On a curb in downtown Manhattan sat Leon the Shill. Beside him was the Bear Man – so named because he wheeled around a shopping cart filled with dozens of stuffed animals, supposedly for sale, though only the most psychotic of parents would buy one of the tattered, licey little toys for their child.

Leon and the Bear Man lived together – that is, they shared an alley near Chinatown – and survived on bottle deposits and handouts and a little harmless petty larceny.

“He dying, man,” Leon said.

“Naw, bad dream’s what it is,” Bear Man responded, rocking his shopping cart as if trying to put the bears to sleep.

“Oughta spenda dime, get a ambulance here.”

Leon and the Bear Man were looking across the street, into an alley. There lay another homeless man, black and sick looking, with a twitchy and mean – though currently unconscious – face. His clothes were in tatters.

“Oughta call somebody.”

“Les take a look.”

They crossed the street, skittish as mice.
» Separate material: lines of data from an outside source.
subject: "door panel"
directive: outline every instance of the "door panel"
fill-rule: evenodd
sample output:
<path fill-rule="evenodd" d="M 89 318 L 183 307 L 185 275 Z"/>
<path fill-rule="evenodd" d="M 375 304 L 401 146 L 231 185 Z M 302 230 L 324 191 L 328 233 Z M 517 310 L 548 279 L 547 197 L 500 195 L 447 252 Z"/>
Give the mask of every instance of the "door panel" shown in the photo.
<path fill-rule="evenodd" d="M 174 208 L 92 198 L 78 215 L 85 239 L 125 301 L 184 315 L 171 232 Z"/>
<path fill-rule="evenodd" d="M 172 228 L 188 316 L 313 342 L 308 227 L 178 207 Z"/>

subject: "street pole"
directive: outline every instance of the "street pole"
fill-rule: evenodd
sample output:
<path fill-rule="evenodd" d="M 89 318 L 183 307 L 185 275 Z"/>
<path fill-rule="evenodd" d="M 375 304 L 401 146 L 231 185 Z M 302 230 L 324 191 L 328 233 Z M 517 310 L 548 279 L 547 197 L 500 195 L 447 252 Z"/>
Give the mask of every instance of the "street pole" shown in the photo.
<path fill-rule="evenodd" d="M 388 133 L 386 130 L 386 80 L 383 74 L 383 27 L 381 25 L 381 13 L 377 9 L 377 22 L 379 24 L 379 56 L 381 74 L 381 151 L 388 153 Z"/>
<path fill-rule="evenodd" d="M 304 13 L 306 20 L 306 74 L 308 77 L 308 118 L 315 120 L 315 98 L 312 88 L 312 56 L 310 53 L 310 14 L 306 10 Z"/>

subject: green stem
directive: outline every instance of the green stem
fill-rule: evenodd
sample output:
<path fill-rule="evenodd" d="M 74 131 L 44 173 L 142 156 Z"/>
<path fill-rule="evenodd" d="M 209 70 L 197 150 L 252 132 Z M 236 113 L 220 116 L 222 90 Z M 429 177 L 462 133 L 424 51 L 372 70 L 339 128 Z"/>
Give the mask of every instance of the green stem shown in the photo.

The man was skinny – AIDS, probably, which told them he probably used smack – and filthy. Even Leon and Bear Man bathed occasionally in the Washington Square Park fountain or the lagoon in Central Park, despite the turtles. He wore ragged jeans, caked socks, no shoes, and a torn, filthy jacket that said Cats…The Musical on it.

They stared at him for a moment. When Leon tentatively touched Cats’s leg the man jerked awake and sat up, freezing them with a weird glare. “The fuck’re you? The fuck’re you?”

“Hey, man, you okay?” They backed away a few feet.

Cats shivered, clutching his abdomen. He coughed long and Leon whispered, “Looks too fucking mean to be sick, you know?”